Here are some basic commands to try before saving and exiting Vim. You might want to type several lines of text before trying them. Remember you must press Esc to be in Normal mode before using the commands.

h    moves cursor left
j    moves cursor down
k    moves cursor above
l    moves cursor right
i    inserts text before cursor
I    inserts text at beginning of a line
a    inserts text after cursor
A    inserts text at the end of a line
x    deletes a letter when cursor is on top of it
dw   deletes an entire word when cursor is placed
     on first letter of word
d$   deletes to the end of a line from where you
     placed cursor.
u    undoes a command
0    moves cursor to beginning of a line
$    moves cursor to the end of the line

While working on your file, you will want to save often using the command :w. When you are finished, you can save and quit the Vim program by typing :wq in Normal mode.

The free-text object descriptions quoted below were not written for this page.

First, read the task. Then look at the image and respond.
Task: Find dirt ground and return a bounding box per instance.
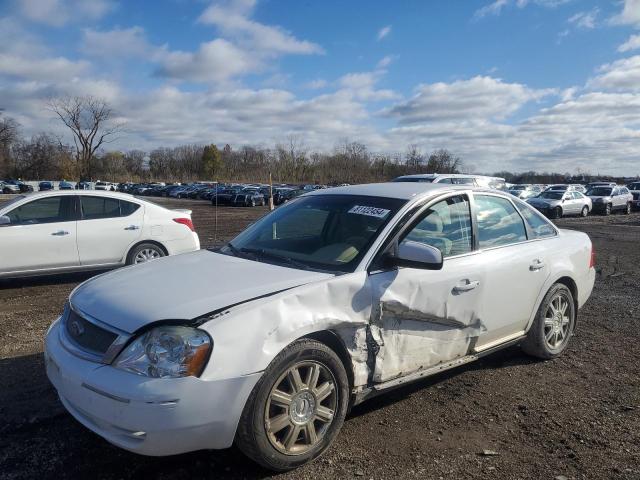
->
[0,196,639,480]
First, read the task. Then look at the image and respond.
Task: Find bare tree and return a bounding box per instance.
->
[0,111,20,177]
[48,96,123,179]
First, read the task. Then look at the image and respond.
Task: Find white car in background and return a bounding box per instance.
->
[44,183,595,471]
[0,190,199,278]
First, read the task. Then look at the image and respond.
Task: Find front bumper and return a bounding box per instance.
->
[45,318,260,456]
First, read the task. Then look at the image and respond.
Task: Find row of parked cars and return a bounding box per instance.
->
[505,181,640,218]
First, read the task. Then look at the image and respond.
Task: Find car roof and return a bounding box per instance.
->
[13,189,140,202]
[305,182,483,200]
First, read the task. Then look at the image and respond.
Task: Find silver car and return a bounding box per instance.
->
[508,184,542,199]
[527,190,592,219]
[586,185,633,215]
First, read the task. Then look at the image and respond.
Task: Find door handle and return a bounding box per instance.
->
[453,280,480,293]
[124,225,140,231]
[51,230,69,236]
[530,259,545,271]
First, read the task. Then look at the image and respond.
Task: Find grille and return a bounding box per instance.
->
[65,308,118,355]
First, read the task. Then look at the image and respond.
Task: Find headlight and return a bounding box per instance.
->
[114,326,211,378]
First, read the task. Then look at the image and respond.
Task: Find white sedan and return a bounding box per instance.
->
[0,190,199,278]
[44,183,595,471]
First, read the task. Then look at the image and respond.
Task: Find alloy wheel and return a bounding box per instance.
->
[134,248,162,264]
[265,361,337,455]
[543,293,572,350]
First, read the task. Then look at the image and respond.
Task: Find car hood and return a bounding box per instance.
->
[70,250,334,333]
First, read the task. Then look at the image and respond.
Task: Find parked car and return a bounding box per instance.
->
[76,181,92,190]
[0,190,200,278]
[95,181,116,191]
[586,185,633,215]
[527,190,592,219]
[38,181,54,191]
[627,181,640,210]
[586,181,616,189]
[507,184,543,199]
[1,181,20,194]
[58,181,74,190]
[44,183,595,470]
[231,190,266,207]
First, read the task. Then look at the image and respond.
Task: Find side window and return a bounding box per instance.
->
[400,195,472,257]
[81,196,121,220]
[452,177,475,185]
[6,196,75,225]
[120,200,141,216]
[437,178,453,184]
[475,195,527,248]
[516,201,557,238]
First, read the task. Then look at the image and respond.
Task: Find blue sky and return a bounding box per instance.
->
[1,0,640,174]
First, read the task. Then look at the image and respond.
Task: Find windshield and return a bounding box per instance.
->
[587,187,612,196]
[392,177,434,183]
[221,194,406,273]
[538,192,564,200]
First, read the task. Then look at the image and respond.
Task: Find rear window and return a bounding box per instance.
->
[475,195,527,248]
[515,200,557,239]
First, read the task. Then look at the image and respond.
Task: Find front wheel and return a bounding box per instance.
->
[522,283,575,359]
[581,206,589,217]
[604,204,612,216]
[552,207,562,219]
[625,203,631,215]
[236,339,349,471]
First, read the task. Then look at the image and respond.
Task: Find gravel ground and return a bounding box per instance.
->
[0,195,639,480]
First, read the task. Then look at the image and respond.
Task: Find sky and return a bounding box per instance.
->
[1,0,640,175]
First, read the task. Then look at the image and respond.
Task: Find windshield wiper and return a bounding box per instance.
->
[238,247,310,271]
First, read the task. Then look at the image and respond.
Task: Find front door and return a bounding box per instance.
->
[366,193,485,383]
[0,195,79,274]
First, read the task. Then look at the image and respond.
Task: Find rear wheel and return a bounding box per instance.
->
[126,243,165,265]
[581,206,589,217]
[522,283,575,359]
[236,339,349,471]
[552,207,562,219]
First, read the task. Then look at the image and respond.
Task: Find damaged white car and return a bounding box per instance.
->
[45,183,595,471]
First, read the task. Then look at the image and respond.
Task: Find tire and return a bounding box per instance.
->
[250,199,256,207]
[552,207,562,219]
[625,203,631,215]
[581,206,589,217]
[126,242,165,265]
[604,204,611,216]
[236,339,349,472]
[522,283,576,360]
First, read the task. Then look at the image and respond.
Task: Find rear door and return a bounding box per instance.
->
[472,194,552,349]
[366,193,485,383]
[76,195,144,265]
[0,195,79,274]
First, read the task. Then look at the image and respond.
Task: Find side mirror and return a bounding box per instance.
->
[385,241,443,270]
[0,215,10,226]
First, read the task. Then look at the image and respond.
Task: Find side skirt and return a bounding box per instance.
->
[352,335,526,406]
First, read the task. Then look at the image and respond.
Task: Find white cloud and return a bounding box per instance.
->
[475,0,570,18]
[338,71,398,101]
[82,27,153,59]
[609,0,640,28]
[198,0,324,55]
[155,39,255,83]
[16,0,114,26]
[377,25,392,41]
[618,34,640,52]
[588,55,640,92]
[568,8,599,29]
[304,79,328,89]
[376,55,394,69]
[0,53,89,82]
[382,76,553,124]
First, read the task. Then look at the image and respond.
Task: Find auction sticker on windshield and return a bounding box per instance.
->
[348,205,391,218]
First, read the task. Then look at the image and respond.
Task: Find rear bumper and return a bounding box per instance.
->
[45,318,261,456]
[163,232,200,256]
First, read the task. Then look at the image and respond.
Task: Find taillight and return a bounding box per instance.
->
[173,218,194,232]
[589,245,596,269]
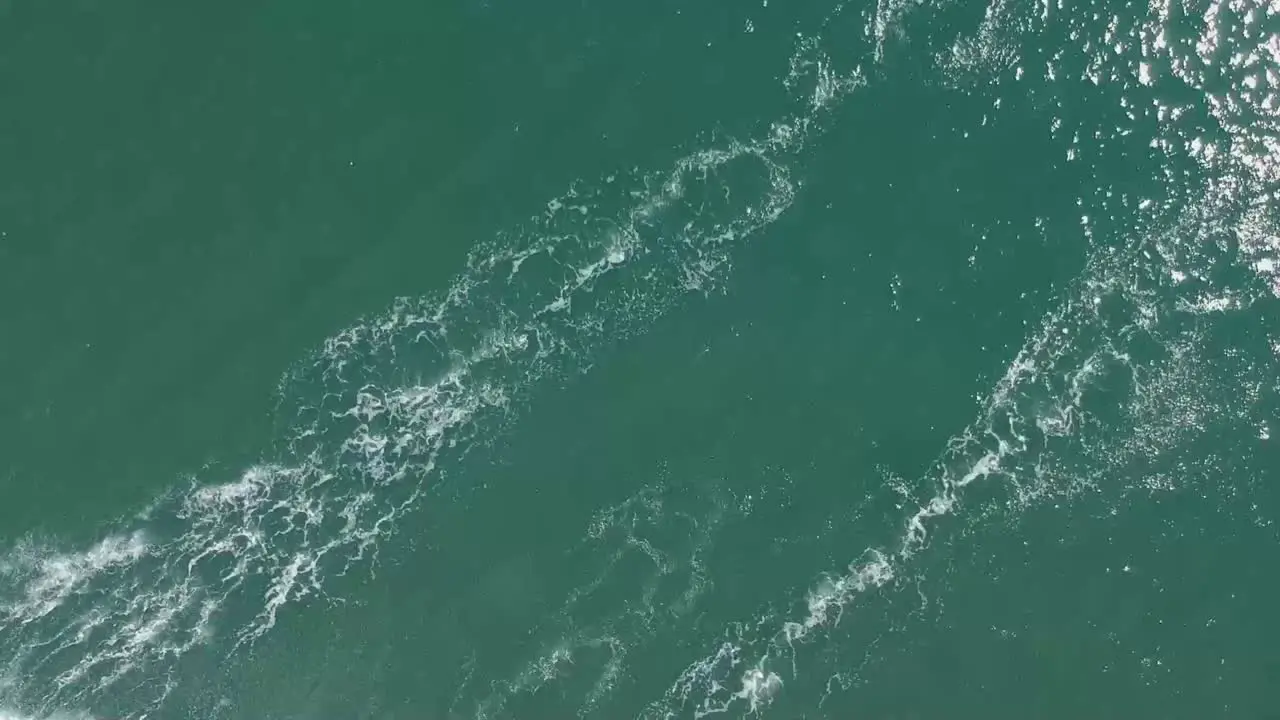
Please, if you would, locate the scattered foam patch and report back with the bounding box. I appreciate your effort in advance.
[5,0,1275,715]
[0,15,866,718]
[641,0,1280,713]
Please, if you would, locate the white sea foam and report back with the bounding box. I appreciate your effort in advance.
[0,712,97,720]
[0,533,151,626]
[470,477,741,719]
[650,200,1275,716]
[0,11,865,717]
[644,0,1280,713]
[5,0,1274,716]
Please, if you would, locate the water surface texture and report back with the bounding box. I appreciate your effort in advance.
[2,0,1278,718]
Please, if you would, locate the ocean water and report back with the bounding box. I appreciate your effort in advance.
[1,0,1278,718]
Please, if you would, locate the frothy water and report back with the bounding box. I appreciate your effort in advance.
[642,0,1280,713]
[0,713,97,720]
[463,477,743,719]
[0,14,864,718]
[650,207,1274,716]
[2,0,1276,715]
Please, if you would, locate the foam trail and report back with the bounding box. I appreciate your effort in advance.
[0,17,866,717]
[649,192,1278,717]
[0,712,96,720]
[649,0,1280,711]
[467,478,739,719]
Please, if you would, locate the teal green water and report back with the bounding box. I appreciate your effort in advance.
[2,0,1279,718]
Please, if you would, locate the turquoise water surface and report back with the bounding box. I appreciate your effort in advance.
[2,0,1279,718]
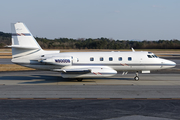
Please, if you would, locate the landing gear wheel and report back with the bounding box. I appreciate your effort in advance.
[134,76,139,81]
[76,78,83,82]
[134,71,139,81]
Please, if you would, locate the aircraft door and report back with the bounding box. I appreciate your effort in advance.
[140,57,146,69]
[140,58,142,63]
[72,57,79,63]
[161,62,163,68]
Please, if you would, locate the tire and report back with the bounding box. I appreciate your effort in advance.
[76,78,83,82]
[134,76,139,81]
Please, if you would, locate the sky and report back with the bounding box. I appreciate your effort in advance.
[0,0,180,40]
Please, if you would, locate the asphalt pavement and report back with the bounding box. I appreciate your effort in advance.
[0,58,180,120]
[0,100,179,120]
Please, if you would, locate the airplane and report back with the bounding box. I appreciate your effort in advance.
[10,22,176,81]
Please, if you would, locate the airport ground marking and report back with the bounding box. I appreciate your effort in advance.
[0,98,180,100]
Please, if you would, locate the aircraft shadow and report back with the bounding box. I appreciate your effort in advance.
[0,75,133,84]
[0,75,96,84]
[0,75,60,84]
[86,77,133,81]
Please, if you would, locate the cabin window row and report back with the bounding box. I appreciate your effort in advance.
[90,57,132,61]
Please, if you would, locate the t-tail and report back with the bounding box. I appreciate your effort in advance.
[11,22,41,50]
[10,22,59,65]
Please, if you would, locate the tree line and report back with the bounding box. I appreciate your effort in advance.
[0,32,11,48]
[0,31,180,49]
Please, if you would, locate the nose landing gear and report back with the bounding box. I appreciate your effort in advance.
[134,71,139,81]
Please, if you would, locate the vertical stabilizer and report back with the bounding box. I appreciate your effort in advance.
[11,22,59,65]
[11,22,43,63]
[11,22,41,49]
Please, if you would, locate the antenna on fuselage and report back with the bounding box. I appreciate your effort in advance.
[131,48,135,52]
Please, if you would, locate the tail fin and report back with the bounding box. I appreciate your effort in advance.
[11,22,59,65]
[11,22,41,49]
[11,22,43,62]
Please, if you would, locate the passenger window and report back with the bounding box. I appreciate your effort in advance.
[118,57,122,61]
[109,57,113,61]
[128,57,132,61]
[100,57,104,61]
[90,57,94,61]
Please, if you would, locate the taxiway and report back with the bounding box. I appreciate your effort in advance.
[0,70,180,98]
[0,58,180,120]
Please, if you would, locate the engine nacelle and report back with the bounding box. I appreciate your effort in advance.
[41,56,72,66]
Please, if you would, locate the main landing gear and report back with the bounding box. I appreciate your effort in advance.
[76,78,83,82]
[134,71,139,81]
[75,72,140,81]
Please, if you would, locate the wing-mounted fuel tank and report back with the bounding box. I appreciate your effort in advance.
[61,66,117,78]
[40,56,72,66]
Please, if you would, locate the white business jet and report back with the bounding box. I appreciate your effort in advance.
[10,22,176,81]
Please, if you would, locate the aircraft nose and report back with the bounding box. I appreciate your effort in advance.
[162,59,176,68]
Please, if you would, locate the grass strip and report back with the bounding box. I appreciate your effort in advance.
[0,64,35,71]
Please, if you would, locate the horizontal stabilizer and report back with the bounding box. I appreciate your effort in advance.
[9,45,40,49]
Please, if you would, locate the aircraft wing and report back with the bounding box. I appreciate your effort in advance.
[52,68,91,74]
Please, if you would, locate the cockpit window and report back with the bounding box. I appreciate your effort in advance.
[147,55,158,58]
[147,52,158,58]
[154,55,158,58]
[147,55,152,58]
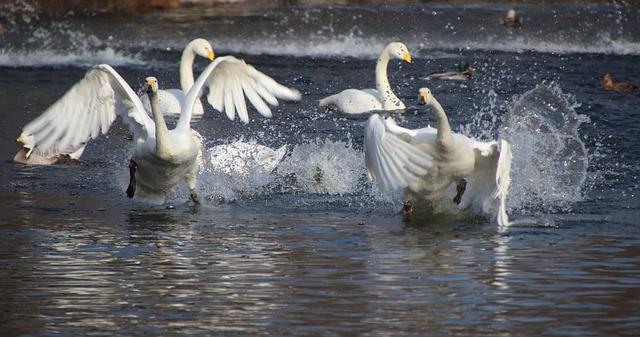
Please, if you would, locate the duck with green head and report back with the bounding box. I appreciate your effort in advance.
[424,58,476,81]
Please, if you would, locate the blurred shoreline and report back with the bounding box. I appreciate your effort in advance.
[1,0,637,17]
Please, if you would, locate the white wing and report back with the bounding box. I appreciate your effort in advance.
[18,64,153,158]
[318,88,383,115]
[364,114,433,191]
[462,138,512,227]
[178,56,300,128]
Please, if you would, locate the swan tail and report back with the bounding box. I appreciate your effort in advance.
[318,94,336,107]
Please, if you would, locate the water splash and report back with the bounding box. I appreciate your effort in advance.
[197,139,287,201]
[500,83,589,214]
[0,0,143,67]
[277,139,365,195]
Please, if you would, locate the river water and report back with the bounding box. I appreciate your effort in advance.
[0,2,639,336]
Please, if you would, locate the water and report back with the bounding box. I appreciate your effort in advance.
[1,2,640,336]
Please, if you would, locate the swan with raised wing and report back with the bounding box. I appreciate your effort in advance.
[14,57,300,203]
[363,88,512,226]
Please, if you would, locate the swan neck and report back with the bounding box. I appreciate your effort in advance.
[430,97,452,140]
[375,48,403,110]
[180,44,196,93]
[149,92,172,156]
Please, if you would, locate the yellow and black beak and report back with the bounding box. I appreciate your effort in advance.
[207,50,215,61]
[146,79,157,92]
[419,91,428,104]
[402,52,412,63]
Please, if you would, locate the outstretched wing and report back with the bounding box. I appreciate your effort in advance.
[17,64,153,158]
[364,114,433,191]
[464,138,512,227]
[178,56,301,129]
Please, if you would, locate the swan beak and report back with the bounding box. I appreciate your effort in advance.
[419,92,428,105]
[207,50,215,61]
[146,80,157,92]
[402,52,412,63]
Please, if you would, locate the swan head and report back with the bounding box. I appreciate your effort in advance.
[387,42,412,63]
[418,87,433,105]
[190,38,215,61]
[145,76,159,94]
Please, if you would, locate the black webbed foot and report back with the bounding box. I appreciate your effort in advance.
[126,159,137,198]
[453,179,467,205]
[190,189,200,204]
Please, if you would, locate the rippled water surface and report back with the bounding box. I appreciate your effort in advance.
[1,2,639,336]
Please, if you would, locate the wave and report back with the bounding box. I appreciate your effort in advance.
[449,33,640,56]
[217,34,640,58]
[2,32,637,68]
[0,48,144,68]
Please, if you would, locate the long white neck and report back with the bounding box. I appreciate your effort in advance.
[180,42,197,93]
[429,97,452,142]
[375,47,405,110]
[149,91,173,158]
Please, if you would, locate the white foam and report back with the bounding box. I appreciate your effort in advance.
[218,33,640,58]
[449,33,640,56]
[218,34,388,59]
[0,48,144,67]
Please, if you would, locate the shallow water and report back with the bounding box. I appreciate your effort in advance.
[1,2,640,336]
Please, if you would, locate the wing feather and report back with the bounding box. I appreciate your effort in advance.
[364,114,433,191]
[179,56,300,129]
[464,138,512,227]
[242,80,272,118]
[17,64,153,159]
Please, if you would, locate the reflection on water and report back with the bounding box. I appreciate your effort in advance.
[1,209,639,336]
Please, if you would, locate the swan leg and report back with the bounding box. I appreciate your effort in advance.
[453,179,467,205]
[126,159,137,198]
[186,172,199,204]
[403,189,413,216]
[190,189,200,204]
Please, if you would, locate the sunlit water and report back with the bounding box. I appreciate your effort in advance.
[1,2,639,336]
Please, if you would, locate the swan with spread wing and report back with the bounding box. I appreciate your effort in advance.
[364,88,512,227]
[14,57,301,203]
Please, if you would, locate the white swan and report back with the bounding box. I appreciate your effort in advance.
[14,58,301,203]
[364,88,512,227]
[318,42,412,114]
[140,38,214,117]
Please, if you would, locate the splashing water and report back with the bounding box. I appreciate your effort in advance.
[500,83,589,214]
[0,0,143,67]
[276,139,366,195]
[196,140,287,202]
[191,138,397,211]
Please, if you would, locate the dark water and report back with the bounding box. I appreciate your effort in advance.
[1,2,640,336]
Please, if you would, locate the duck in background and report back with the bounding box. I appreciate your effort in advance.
[602,73,640,94]
[503,9,524,29]
[423,59,476,81]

Since we began in the vim directory, the file will be saved there. Of course, you can save it to another directory, but that is another lesson. I have saved and quit using :wq. This returns me to the terminal. I am still in the vim directory. This time when I type ls, I see that myfile is in the list and all is well. I can then exit the terminal or cd to other places. If I want to work again on the file, I will cd to the vim directory and type vim <filename>. Of course I can access 'myfile' from anywhere using paths. That is another lesson.


Perhaps, while working on a file, you have made changes but decide to quit without saving these changes. :q That command may not always work. Try :q! The ! tells Vim that you mean it. I hope you have learned a little about Vim. There is a Vim tutorial with the Vim install. In a terminal, type vimtutor. It says it is a 30 minute tutorial. I have been working on it for many months and am only half way through. I think it depends how much practice you want to do with each lesson. I like to be sure I can perform each new command with ease before adding another.

My article is entitled Vim, Vigor and Vinegar. I think you can understand that Vim is a very vigorous program. But what about the vinegary part? I found Vim to be like a pickle. It can be a bit sour, but I am always wanting another bite.